There’s another example of the power of word of mouth marketing that we are all familiar with. We all have a friend like my mate George, who, because he is retired and tech-savvy, sends us links to the most amazing content. One day a few years ago he sent a YouTube link with a note that said, “Just watch this.” Curious, I clicked on the links, and saw my very first view of what has become one of the most popular YouTube videos ever, and has made many people incredibly wealthy.

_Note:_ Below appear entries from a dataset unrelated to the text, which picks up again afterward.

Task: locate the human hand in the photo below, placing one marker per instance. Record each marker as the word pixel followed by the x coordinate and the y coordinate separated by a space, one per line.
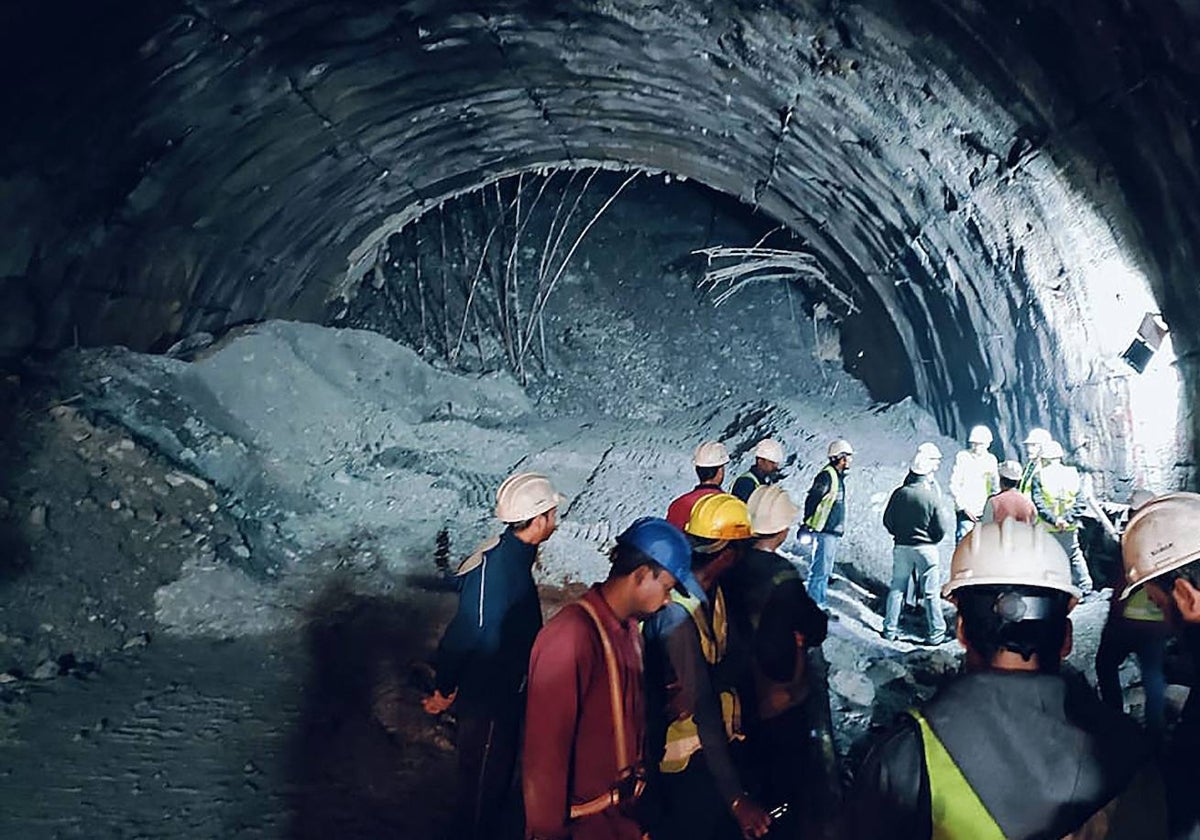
pixel 750 817
pixel 437 702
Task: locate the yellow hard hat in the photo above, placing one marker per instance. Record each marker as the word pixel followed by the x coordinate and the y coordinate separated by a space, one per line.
pixel 719 516
pixel 771 509
pixel 1162 537
pixel 1012 553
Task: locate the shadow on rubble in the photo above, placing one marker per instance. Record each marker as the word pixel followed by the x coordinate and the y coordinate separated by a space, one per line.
pixel 15 553
pixel 366 761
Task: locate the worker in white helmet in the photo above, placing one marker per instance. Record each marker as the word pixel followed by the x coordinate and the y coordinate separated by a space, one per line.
pixel 913 517
pixel 975 477
pixel 1059 496
pixel 768 456
pixel 1033 442
pixel 1161 551
pixel 825 517
pixel 708 460
pixel 1012 748
pixel 484 653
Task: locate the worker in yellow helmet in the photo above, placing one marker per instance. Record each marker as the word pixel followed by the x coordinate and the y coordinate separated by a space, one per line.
pixel 1012 748
pixel 695 718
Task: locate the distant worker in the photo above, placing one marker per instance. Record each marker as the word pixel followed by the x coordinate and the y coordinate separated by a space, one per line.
pixel 784 625
pixel 709 460
pixel 768 455
pixel 972 480
pixel 1161 550
pixel 583 766
pixel 1009 749
pixel 484 654
pixel 1009 503
pixel 1135 625
pixel 691 687
pixel 1057 493
pixel 1035 441
pixel 913 517
pixel 825 519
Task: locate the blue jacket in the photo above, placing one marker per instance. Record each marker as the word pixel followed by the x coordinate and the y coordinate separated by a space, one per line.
pixel 484 653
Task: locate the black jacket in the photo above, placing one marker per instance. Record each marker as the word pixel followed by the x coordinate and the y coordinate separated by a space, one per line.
pixel 485 651
pixel 1039 750
pixel 913 514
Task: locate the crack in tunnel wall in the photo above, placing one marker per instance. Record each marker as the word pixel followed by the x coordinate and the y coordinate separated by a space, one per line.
pixel 190 166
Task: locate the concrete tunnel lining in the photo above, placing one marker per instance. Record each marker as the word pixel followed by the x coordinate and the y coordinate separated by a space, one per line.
pixel 941 162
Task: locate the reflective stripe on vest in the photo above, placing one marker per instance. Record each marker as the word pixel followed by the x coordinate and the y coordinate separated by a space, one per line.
pixel 821 515
pixel 1060 490
pixel 958 814
pixel 683 737
pixel 955 809
pixel 1031 469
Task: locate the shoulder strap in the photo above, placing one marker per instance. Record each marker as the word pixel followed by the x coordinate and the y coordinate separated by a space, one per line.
pixel 957 811
pixel 618 719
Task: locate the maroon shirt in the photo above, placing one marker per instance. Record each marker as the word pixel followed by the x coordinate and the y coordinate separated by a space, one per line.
pixel 570 751
pixel 1011 504
pixel 681 509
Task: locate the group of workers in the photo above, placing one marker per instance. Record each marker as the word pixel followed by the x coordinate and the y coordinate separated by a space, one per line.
pixel 670 700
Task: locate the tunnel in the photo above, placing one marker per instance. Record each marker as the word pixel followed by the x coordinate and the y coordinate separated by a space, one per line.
pixel 427 244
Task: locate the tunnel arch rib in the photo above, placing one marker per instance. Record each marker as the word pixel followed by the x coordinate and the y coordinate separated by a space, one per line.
pixel 252 155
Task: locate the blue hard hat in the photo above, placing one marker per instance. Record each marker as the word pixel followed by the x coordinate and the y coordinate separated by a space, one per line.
pixel 664 544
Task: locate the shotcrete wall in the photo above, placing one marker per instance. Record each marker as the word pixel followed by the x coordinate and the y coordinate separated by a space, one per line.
pixel 1006 183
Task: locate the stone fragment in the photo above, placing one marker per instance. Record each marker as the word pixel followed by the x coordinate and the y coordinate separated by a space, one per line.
pixel 47 670
pixel 138 641
pixel 853 687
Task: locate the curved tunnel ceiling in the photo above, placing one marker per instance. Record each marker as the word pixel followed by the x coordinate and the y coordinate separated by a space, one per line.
pixel 1007 181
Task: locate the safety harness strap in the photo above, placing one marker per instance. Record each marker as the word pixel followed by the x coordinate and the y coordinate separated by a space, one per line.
pixel 955 809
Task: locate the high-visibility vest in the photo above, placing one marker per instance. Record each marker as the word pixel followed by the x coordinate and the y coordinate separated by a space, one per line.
pixel 1060 490
pixel 821 515
pixel 958 814
pixel 683 737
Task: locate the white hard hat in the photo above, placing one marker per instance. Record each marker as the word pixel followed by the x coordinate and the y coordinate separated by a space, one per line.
pixel 1164 535
pixel 979 435
pixel 839 448
pixel 1037 437
pixel 1009 553
pixel 525 496
pixel 769 450
pixel 1011 471
pixel 772 509
pixel 927 460
pixel 1051 449
pixel 711 454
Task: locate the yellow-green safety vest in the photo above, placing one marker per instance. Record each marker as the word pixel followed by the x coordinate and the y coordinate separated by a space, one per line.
pixel 821 515
pixel 958 814
pixel 1061 486
pixel 683 738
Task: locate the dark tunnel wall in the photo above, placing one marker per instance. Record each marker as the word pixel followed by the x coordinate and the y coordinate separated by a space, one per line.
pixel 183 166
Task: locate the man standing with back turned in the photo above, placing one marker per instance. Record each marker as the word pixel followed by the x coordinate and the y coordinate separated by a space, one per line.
pixel 825 519
pixel 485 651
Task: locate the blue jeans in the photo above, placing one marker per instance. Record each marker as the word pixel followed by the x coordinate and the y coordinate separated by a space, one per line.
pixel 963 527
pixel 922 559
pixel 825 552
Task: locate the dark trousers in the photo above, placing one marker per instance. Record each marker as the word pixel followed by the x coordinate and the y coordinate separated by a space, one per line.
pixel 689 805
pixel 783 756
pixel 489 805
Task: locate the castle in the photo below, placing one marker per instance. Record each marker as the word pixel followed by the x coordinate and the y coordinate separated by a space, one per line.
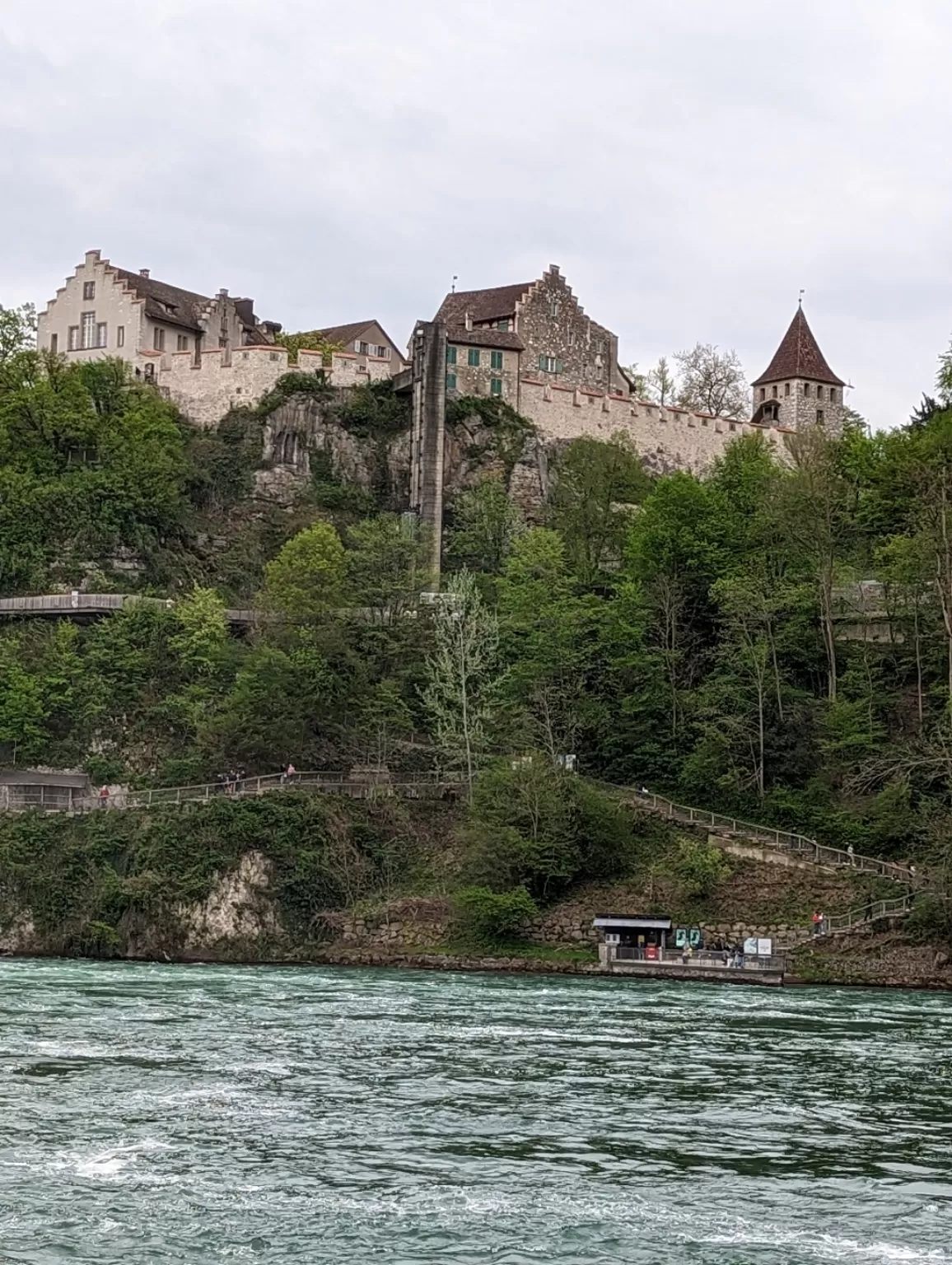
pixel 529 344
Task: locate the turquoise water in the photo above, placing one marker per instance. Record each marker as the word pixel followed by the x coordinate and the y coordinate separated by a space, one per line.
pixel 190 1113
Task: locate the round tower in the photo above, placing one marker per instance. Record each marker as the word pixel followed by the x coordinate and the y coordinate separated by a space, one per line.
pixel 800 389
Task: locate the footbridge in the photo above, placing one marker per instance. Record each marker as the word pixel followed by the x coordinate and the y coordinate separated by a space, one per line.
pixel 86 606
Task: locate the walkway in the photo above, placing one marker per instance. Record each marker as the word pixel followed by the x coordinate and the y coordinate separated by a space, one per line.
pixel 782 839
pixel 418 787
pixel 92 604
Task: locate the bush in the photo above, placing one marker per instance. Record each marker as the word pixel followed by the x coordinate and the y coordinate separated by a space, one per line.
pixel 489 920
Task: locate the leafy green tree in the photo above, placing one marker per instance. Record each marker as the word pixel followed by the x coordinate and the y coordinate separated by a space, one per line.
pixel 463 675
pixel 597 486
pixel 486 524
pixel 387 567
pixel 306 578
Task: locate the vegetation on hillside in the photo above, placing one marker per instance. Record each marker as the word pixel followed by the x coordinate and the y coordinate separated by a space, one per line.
pixel 704 637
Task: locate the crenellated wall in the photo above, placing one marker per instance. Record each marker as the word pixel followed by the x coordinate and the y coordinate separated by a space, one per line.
pixel 217 382
pixel 666 438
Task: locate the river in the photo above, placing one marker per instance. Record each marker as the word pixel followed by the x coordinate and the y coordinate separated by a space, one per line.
pixel 212 1113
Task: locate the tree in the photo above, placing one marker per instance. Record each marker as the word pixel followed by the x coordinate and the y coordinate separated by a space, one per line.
pixel 486 521
pixel 18 330
pixel 463 673
pixel 712 381
pixel 660 385
pixel 305 581
pixel 386 566
pixel 637 381
pixel 595 486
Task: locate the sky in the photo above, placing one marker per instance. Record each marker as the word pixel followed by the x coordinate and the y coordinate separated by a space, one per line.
pixel 689 166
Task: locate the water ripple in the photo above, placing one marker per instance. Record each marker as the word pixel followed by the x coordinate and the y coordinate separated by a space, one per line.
pixel 208 1114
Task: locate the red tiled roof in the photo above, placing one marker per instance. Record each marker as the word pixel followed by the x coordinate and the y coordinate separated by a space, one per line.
pixel 481 304
pixel 800 357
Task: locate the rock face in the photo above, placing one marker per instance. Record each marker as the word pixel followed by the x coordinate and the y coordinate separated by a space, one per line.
pixel 305 439
pixel 239 913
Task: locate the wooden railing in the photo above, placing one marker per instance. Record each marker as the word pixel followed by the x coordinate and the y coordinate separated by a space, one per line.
pixel 782 839
pixel 418 787
pixel 840 924
pixel 73 604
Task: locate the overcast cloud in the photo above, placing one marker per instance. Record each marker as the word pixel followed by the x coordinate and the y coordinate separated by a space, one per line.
pixel 689 165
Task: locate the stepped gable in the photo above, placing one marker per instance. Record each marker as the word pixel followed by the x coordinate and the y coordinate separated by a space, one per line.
pixel 800 357
pixel 482 305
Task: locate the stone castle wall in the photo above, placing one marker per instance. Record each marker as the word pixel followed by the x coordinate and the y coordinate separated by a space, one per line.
pixel 208 390
pixel 666 438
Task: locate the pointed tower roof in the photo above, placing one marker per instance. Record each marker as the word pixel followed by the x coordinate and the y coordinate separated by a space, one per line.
pixel 800 357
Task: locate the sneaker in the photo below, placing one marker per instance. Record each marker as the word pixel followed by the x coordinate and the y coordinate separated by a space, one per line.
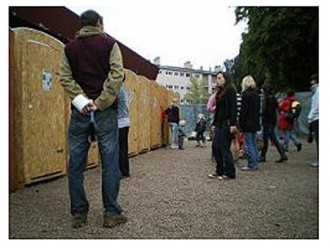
pixel 79 220
pixel 215 176
pixel 282 159
pixel 314 164
pixel 247 168
pixel 228 177
pixel 299 147
pixel 110 220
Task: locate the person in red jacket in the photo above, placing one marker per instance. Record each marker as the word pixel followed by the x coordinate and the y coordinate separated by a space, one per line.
pixel 286 126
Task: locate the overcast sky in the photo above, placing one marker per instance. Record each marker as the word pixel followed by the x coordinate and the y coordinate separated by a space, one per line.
pixel 177 31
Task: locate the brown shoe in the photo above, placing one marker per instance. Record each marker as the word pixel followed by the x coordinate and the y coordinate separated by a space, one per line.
pixel 111 220
pixel 79 220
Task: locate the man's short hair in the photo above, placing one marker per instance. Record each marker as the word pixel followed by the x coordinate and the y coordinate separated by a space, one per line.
pixel 89 18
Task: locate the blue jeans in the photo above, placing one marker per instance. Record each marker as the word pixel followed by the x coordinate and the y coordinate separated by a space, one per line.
pixel 106 130
pixel 288 134
pixel 174 130
pixel 268 132
pixel 251 149
pixel 222 154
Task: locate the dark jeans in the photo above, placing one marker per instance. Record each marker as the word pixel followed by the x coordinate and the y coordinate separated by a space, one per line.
pixel 222 153
pixel 123 151
pixel 268 132
pixel 315 129
pixel 181 141
pixel 106 130
pixel 200 137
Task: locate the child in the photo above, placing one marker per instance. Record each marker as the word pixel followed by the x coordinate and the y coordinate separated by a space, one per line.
pixel 200 129
pixel 181 133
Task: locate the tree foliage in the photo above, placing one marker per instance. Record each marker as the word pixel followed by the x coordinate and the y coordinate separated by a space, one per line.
pixel 280 47
pixel 197 93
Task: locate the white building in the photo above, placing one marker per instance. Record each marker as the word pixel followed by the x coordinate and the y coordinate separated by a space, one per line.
pixel 178 78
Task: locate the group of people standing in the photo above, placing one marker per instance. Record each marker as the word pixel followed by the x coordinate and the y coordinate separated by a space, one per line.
pixel 92 67
pixel 227 122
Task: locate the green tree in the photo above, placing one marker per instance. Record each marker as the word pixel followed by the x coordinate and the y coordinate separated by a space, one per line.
pixel 281 46
pixel 197 93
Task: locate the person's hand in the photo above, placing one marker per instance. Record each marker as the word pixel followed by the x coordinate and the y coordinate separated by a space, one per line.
pixel 233 129
pixel 89 107
pixel 93 107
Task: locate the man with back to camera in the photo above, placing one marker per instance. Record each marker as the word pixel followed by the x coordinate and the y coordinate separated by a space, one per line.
pixel 92 67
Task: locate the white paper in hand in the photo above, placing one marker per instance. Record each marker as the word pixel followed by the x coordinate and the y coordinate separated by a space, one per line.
pixel 80 102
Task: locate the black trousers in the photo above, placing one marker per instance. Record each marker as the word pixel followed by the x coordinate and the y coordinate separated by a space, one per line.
pixel 315 129
pixel 123 151
pixel 222 153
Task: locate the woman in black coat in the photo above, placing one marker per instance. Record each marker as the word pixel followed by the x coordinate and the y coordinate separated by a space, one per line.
pixel 249 121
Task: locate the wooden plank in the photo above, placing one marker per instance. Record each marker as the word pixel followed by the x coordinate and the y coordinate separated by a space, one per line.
pixel 41 106
pixel 132 88
pixel 144 114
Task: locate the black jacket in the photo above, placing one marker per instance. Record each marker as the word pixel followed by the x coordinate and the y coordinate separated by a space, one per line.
pixel 249 115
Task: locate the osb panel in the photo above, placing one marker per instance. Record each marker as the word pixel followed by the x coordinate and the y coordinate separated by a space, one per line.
pixel 42 109
pixel 155 114
pixel 144 114
pixel 164 99
pixel 13 127
pixel 132 88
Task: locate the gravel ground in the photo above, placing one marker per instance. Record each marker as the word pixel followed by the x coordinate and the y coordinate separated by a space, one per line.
pixel 169 196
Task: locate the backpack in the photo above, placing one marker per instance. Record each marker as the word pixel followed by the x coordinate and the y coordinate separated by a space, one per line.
pixel 294 112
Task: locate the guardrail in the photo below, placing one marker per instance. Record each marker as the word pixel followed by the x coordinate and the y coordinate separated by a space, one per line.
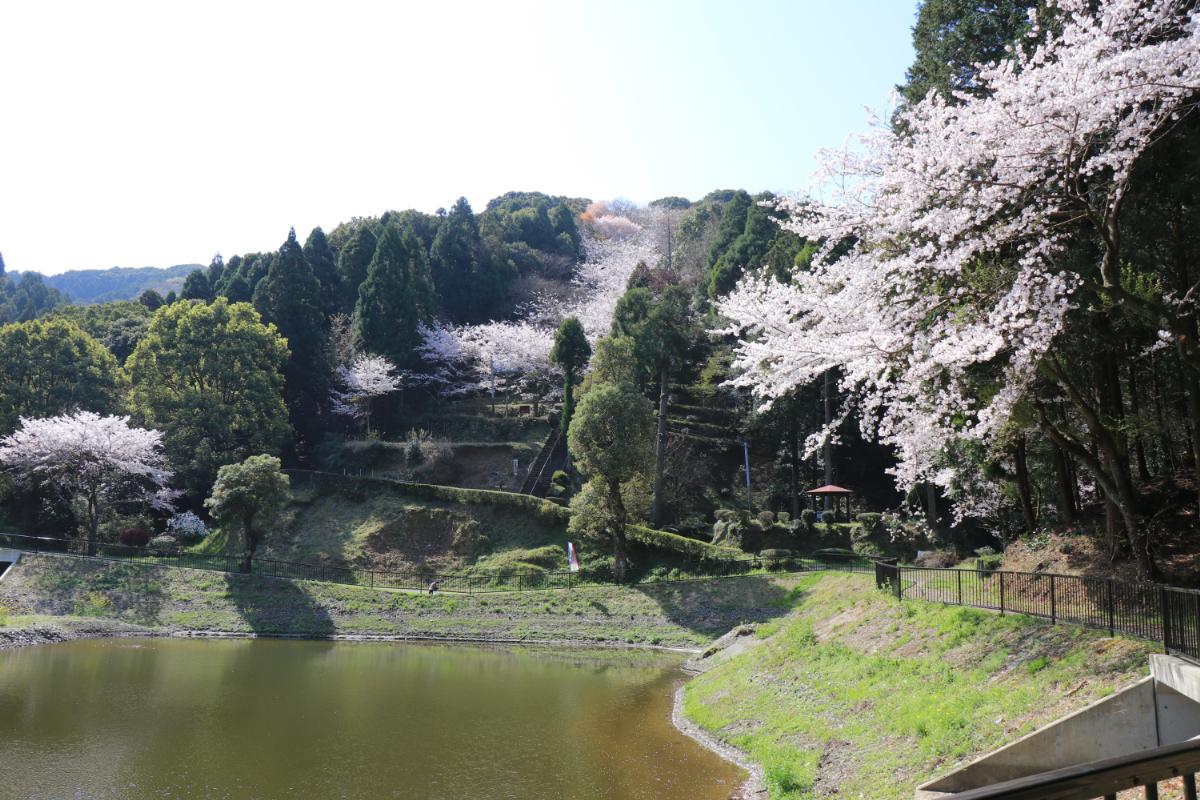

It is set on a stage set of yet another TV talent show, and there is a plump, nervous, unattractive, unfashionably- dressed woman twice the age of the other young, glamorous and sexy contestants walking on. One of the judges, rolling his eyes and barely able to suppress his contempt, asks her “What’s the dream?” She says that she’s trying to be a professional singer. So this arrogant twit asks, “And why hasn’t this worked out so far, Susan?” But you could see that he’d switched off already, and was probably thinking, “You? That's rich!”
And then she started singing. And time almost stopped, because her voice was so astounding. It was stunning, exquisite, humbling and awe-inspiring. As I watched it, I couldn’t suppress a tear building up in my eyes, and a lump in my throat. I literally felt goose-bumps all over my body as I watched that first time, and had an experience so rare that I couldn’t remember the previous time I had been so awed. I was speechless – and immediately sent the link to almost everyone I know, friends, clients, social media, everyone.
The internet videos of Susan Boyle have been watched more than a billion times. The sales of her albums and concert tickets are worth hundreds of millions in all currencies. I have watched clips of Susan Boyle hundreds of times with my seminar delegates.
The emotions that drove all of this? Yes, the voice is truly angelic, but her courage and her strength gave us hope in a world of cynicism, powerlessness, pessimism and economic crises. It’s these emotions that drive word of mouth.
The question is: What emotions drive your customer experiences?